Divan edebiyatında su, sevgilinin güzelliğini anlatmada önemli bir mecazdır. Fuzûlî'nin “Su kasidesi” bu anlamda eşsiz bir örnektir. Hazreti Peygamber’in sevgisini anlatırken “Dest busi arzusuyla ölürsem dostlar, kuze eylen toprağım sunun anınla yâ Resûl” mısralarında olduğu gibi, toprakla suyun birleşiminden doğan vuslat ümidiyle yazılmıştır. Bu dizelerde su, hem aşkı hem de uhrevi arınmayı temsil etmektedir.

Halk edebiyatında su, daha çok doğayla bütünleşmiş bir motif olarak karşımıza çıkar. Deyimlere, atasözlerine, ninnilere ve türkülerimize sinmiştir. “Su gibi aziz ol” dileği, birine edilen en güzel dualardan biridir. Günümüzde dahi Anadolu’nun pek çok köyünde, doğan çocuklar için “su gibi geçsin ömrü” denir. Bu, suyun ne kadar kadim ve hayırlı bir varlık olarak algılandığını gösterir.

Modern Türk edebiyatında ise su, zaman zaman bireysel yalnızlığın ve içsel yolculuğun simgesi olmuştur. Ahmet Hamdi Tanpınar’ın “Huzur” romanında, Boğaz’ın suları karakterlerin iç dünyalarını yansıtan bir aynaya dönüşür. Attila İlhan’ın şiirlerinde ise su, aşkın bir uzantısı olarak çıkar karşımıza; durgun, coşkulu ya da yitik.

Günlük hayatımıza baktığımızda da suyun edebi anlamıyla kesiştiği anlar olur. Mesela sabah işe yetişmeye çalışan bir insanın yağmura yakalanması… Kimi buna şikâyetle yaklaşır, kimi ise camdaki damlaların dansında huzur bulur. Ya da yazın kurak bir gününde balkona çıkıp saksıdaki çiçekleri sularken duyulan tatmin hissi… Su, yaşamın ta kendisi olduğu kadar, küçük bir anı anlamlı kılabilen bir simgedir.

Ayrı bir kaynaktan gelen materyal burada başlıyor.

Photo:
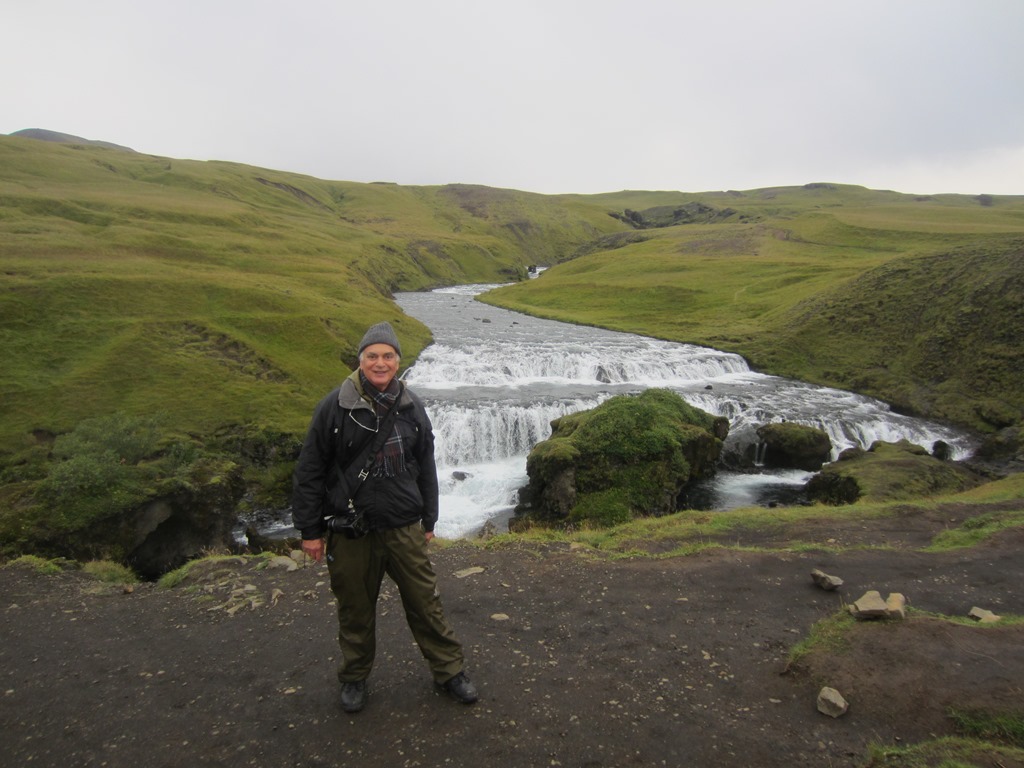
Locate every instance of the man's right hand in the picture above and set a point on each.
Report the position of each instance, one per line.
(313, 548)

Bugün çevre sorunları, küresel ısınma ve su kıtlığı gündemimizin en üst sıralarında. Ancak sadece politik ya da bilimsel yaklaşımlarla değil, suyu edebiyatın ışığında da yeniden değerlendirmeliyiz. Su, sadece bir kaynak değil; aynı zamanda kültürel ve ruhsal bir mirastır. Onu korumak, aslında kendimizi, geçmişimizi ve geleceğimizi korumaktır.

Hz. Mevlânâ'nın şu sözü, hem edebiyatımızdaki hem de hayatımızdaki suyun anlamını ne güzel özetlemektedir:

"Su gibi ol azizim; aktığın yere hayat ver, durduğun yerde berrak kal."